A few months ago, I authored a column for PR News entitled “Prioritizing Stakeholders for Public Relations.” The article was based on work by Dr. Brad Rawlins of Brigham Young University to synthesize a new model for prioritizing stakeholders in a way that is especially relevant for communications managers: by communication strategy.
According to Rawlins, advocate stakeholders should be approached with action-oriented messages and engaged in third-party endorsements, letter-writing campaigns, donations, investments, attendance at functions, etc. Dormant stakeholders aren’t ready to be involved, but messages to them should focus on creating awareness and understanding of issues, or on reducing barriers to action and increasing emotional attachment. Adversarial stakeholders respond better to conflict resolution strategies than defensive messages.
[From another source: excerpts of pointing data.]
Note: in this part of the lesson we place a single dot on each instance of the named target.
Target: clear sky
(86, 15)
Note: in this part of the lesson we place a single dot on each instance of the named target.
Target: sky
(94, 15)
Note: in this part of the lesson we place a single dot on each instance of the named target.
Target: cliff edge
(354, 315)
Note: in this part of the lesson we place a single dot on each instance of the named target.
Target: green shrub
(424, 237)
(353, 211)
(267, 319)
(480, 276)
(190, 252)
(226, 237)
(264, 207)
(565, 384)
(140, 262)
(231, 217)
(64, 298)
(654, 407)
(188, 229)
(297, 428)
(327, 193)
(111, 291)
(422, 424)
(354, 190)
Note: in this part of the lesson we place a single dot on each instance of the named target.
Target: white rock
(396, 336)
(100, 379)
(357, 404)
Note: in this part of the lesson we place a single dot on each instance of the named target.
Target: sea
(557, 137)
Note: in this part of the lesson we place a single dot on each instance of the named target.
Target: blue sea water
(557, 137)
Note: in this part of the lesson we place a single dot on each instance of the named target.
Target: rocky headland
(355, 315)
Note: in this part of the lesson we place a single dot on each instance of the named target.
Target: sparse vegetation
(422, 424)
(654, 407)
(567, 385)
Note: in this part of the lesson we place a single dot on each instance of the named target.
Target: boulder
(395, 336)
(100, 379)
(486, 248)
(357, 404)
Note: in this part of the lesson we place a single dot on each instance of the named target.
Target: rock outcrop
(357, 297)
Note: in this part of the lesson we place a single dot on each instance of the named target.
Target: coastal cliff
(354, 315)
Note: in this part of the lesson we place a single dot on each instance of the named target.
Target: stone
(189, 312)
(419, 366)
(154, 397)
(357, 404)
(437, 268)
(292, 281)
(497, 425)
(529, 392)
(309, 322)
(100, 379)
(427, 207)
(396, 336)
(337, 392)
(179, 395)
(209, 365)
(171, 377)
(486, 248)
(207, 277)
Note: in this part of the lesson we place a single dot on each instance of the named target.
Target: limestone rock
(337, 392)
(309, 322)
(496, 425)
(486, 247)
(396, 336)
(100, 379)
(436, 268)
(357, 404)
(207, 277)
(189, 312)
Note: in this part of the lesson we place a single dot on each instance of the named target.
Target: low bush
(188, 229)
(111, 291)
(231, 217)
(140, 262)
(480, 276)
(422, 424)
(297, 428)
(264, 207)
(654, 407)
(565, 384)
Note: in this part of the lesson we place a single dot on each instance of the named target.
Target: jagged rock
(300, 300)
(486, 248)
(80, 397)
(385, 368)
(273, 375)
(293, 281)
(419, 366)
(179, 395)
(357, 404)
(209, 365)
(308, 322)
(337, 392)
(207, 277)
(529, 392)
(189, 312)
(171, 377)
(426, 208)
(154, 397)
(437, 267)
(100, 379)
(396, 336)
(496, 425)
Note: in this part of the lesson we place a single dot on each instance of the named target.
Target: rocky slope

And apathetic stakeholders shouldn’t be ignored, since increasing awareness and engagement may help avoid having an issue morph into a crisis.
That article drew some responses that I wanted to share with you, below.
Frank Ovaitt
President and CEO
Institute for Public Relations
Perhaps we could construct a whole new model from this blog discussion. Now, that would be interesting. That might warrant its? own research paper.
Have you seen the mapping software Jon White, Dejan Vercic and I have been developing?
http://theclarityconcept.pbwiki.com/
The only existing system, as far as I know, that takes stakeholder relations into the overall company reporting model, beyond PR management, is the one presented in the recent Wiley book “Performance-Based Reporting: New Management Tools for Unpredictable Times.”
This, of course, lifts the stakeholder measurement and management issues to an even higher level of significance.
Classifying your stakeholders is key to building the most effective outreach campaigns. About a year ago, I wrote a piece for PR Tactics that defined stakeholders as persons who come into contact with a given operation and broke stakeholders down into four basic categories:
Distinguished (5% of stakeholders fall into these category, e.g., politicians [mayors], regulators)
Specific-interest (70% of stakeholders, e.g., real-estate interests, attorneys, contractors, community leaders)
Dedicated (5% of stakeholders, e.g., activists)
General (20% of stakeholders, e.g., local children, local residents, passers-by)
I have found that mayors tend to be the most significant stakeholders. Reaching out to these leaders can be crucial.